“You know I’m not staying here permanently,” I told George, even as I shoved my hands into my pockets.
He sighed. We’d had this conversation too many times when he’d visited me in prison. “I don’t know what you think you’re going to accomplish, but you’re a grown man. It’s not like I could stop you.”
I nodded. Pleased he was resigned to my decisions.
“I’m not going after him right away. Like I said, I need some cash first. And then I thought…”
I still wasn’t sure it made sense, but the idea had gotten stuck in my head and I couldn’t shake it loose.
“What?” George pressed.
“I thought about trying to find Mom.”
“Maybe if you found her, talked to her, you could put the past behind you and really move on.”
At the time, I’d rejected the idea out of hand. There was no point in finding Marie Campbell. She was an addict who loved her drugs more than she did her son. But the idea of having some closure with her, had started to take root when all I had was time to think.

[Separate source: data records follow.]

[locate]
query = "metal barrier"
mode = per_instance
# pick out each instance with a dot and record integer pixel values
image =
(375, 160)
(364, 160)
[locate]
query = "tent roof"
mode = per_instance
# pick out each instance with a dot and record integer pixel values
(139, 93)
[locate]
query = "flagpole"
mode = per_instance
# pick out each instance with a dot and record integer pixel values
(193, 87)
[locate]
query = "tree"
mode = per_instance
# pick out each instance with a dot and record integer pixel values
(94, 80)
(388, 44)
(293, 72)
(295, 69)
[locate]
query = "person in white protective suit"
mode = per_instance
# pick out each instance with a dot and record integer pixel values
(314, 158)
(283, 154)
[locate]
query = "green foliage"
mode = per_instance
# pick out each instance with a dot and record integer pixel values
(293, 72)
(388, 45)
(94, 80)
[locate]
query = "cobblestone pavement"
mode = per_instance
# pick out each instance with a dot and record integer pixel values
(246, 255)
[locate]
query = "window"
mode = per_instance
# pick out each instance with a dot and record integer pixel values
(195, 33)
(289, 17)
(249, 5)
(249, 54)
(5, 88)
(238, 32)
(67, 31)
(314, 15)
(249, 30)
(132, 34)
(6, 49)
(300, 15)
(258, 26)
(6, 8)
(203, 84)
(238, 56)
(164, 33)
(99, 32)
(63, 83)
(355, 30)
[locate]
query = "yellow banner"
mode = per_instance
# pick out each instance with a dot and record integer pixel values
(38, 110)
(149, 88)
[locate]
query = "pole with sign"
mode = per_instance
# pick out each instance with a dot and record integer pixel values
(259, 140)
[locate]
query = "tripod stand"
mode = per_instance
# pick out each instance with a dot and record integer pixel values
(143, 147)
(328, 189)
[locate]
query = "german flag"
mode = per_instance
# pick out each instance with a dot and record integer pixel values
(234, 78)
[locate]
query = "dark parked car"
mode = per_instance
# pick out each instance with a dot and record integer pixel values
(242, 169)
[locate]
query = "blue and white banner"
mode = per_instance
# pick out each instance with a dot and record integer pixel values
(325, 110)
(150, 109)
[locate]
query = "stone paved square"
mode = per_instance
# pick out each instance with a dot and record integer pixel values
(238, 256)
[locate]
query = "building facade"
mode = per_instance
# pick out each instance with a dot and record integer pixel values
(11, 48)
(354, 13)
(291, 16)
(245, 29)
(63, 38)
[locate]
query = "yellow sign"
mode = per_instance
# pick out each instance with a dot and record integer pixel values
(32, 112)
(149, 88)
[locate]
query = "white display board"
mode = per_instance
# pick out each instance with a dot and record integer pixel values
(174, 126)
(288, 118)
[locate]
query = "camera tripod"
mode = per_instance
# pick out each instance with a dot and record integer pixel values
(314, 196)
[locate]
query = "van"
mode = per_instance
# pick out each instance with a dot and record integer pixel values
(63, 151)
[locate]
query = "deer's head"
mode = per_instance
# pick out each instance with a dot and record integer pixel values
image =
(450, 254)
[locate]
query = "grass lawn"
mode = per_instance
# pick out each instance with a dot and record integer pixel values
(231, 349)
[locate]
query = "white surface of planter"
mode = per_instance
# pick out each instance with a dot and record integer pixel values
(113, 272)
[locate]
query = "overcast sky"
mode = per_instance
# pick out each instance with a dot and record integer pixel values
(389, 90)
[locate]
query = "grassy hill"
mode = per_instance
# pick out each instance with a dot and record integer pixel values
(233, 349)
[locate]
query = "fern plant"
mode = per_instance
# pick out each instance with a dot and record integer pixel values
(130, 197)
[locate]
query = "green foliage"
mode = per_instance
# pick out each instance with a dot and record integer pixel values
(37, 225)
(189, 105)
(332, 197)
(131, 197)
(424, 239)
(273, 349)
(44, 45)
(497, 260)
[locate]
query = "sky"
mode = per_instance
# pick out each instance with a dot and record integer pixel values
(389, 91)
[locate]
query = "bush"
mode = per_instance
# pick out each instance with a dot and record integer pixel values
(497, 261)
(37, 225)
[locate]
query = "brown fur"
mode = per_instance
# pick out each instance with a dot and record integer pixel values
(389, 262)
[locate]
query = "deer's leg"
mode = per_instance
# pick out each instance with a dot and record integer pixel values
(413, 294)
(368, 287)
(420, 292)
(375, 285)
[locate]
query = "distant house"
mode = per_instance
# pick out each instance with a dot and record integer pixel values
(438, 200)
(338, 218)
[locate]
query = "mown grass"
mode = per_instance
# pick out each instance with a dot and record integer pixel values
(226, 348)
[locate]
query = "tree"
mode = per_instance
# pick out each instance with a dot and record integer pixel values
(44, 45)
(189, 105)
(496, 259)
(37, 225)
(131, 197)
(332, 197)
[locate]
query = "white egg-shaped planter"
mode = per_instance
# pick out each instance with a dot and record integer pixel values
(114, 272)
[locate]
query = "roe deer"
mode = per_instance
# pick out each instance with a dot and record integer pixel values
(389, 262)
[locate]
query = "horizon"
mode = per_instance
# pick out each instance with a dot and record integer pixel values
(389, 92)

There was never going to be any closure when it came to Ash. Just her last goodbye, the bruise on her cheek. The fact that I didn’t tell her I loved her. And her just being gone.
No body, no criminal brought to justice. Just gone.
So if I looked for, and found Marie, either dead or alive, then at least I could put a fucking pin in that. At least I would know definitively where things stood, and having that had suddenly seemed necessary.
“Son, I don’t know how it would be possible. You know the likelihood is she overdosed at some point. If she was homeless, buried as a Jane Doe—”
“I know,” I said, not letting him go down the endless road of possibilities. “Finding her might be as impossible as finding proof Sanderson killed Ash, but I’m going to do both things. We know when she left us the last time, she headed to Florida. You tried then to track her down. How far did you get?”
“Tampa Bay.”
I nodded. It was a place to start, and I had nothing but time.